I've been told by many people I have met throughout my years that I have interesting stories to tell that have happened in my life.  In retirement, I need to keep my mind sharp.  So, I thought it might be an opportunity to share my stories in a blog format.  My stories will include childhood, motherhood, career, retirement and art.  I hope the stories I share will bring you entertainment, if even for a short time in your day.

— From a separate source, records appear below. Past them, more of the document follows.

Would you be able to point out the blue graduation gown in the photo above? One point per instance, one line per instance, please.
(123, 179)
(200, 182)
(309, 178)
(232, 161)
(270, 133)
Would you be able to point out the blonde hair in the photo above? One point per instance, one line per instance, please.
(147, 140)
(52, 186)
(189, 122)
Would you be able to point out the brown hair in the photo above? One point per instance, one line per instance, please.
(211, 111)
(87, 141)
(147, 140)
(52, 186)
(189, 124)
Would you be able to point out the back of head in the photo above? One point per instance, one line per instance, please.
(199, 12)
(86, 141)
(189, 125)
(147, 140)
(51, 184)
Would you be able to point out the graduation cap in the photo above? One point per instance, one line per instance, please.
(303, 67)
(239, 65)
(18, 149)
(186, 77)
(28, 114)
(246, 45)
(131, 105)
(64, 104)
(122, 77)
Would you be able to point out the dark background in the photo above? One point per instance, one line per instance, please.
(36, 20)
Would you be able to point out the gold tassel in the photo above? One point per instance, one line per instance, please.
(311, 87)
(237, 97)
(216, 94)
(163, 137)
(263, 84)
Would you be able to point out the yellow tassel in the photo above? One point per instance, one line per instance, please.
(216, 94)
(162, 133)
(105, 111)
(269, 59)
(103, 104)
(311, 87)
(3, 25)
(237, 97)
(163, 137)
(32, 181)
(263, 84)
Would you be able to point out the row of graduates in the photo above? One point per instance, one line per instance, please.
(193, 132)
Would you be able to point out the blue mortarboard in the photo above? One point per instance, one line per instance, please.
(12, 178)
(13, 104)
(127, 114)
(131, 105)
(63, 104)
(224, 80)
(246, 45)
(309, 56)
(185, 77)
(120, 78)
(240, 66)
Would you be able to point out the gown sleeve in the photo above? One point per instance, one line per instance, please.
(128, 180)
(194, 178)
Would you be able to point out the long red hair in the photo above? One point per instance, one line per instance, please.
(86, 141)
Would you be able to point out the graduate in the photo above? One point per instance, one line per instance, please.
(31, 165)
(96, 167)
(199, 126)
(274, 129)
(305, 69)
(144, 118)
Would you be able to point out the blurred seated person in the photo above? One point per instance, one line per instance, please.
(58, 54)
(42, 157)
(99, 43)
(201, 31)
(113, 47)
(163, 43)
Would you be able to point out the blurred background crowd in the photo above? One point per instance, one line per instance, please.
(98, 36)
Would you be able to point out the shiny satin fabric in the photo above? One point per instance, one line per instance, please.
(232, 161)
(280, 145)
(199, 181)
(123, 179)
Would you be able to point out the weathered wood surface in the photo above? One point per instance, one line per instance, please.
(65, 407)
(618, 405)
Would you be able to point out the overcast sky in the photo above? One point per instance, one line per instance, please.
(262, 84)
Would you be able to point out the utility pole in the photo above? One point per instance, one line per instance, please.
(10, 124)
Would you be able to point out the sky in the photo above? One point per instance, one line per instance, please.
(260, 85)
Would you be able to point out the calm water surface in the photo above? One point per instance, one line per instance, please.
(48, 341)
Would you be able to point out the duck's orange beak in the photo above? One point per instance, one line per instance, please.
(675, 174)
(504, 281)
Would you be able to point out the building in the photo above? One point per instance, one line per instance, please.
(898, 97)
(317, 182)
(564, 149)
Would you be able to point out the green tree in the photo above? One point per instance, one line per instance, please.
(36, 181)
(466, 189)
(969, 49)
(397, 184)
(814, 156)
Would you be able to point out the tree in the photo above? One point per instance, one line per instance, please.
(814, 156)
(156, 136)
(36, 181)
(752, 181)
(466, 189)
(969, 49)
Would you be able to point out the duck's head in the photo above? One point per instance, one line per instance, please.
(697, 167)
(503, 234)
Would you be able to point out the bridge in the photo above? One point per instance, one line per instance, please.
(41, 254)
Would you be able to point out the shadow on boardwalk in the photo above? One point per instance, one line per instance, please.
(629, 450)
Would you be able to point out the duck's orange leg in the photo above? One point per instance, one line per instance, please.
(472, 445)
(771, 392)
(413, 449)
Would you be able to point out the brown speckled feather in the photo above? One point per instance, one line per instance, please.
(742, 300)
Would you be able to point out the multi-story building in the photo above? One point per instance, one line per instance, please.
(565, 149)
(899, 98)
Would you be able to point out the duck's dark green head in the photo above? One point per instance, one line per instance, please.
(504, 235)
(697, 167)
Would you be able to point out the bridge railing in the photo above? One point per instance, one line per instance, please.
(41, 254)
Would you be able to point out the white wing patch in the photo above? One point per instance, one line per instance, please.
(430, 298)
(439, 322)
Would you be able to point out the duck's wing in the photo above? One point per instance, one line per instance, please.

Since it is Christmas time, I'm going to share the story of the disposal of our family Christmas Tree in 1978.  As with most live Christmas trees, at the end of the season, they are dried out.  Of course, like most people, you can always set them on the curb for the garbage truck to pick up or you can have a Dad who prefers to dispose of it himself.  On one particular evening, he decided it was time to dispose of the Christmas tree.  We asked him how he was planning on doing that and he replied, "By burning it in the fireplace."  We all assumed he was going to cut it into little pieces, etc.  But, no.  He proceeded to shove the entire Christmas tree into our fireplace and partially up our chimney.  He prepped the base strategically for ignition.  Upon lighting, we were horrified to what we heard and saw.  First was the loud boom, then the loud roar of flames shooting up the chimney.  I remember him uttering a few profanities as he jumped back.  He sent us out the front door to witness what was happening above the house.  It was like the Fourth of July.  Sparks and embers were flying everywhere.  Surprisingly, even with the fall leaves on the ground, nothing caught on fire and he didn't burn any neighbors' homes down.  The only casualty was the front of our fireplace which had a hue of black on the bricks.  I don't remember if my Mom was ever able to get that black color off.  My Dad's lesson was that he wasn't going to ever do that again.

I don't have a plan yet as to how often I'll blog, but I know that I'll be back.  If there are particular areas that I have mentioned that you may have an interest in learning or have me write about, please feel free to drop me a comment.  Have a great day!!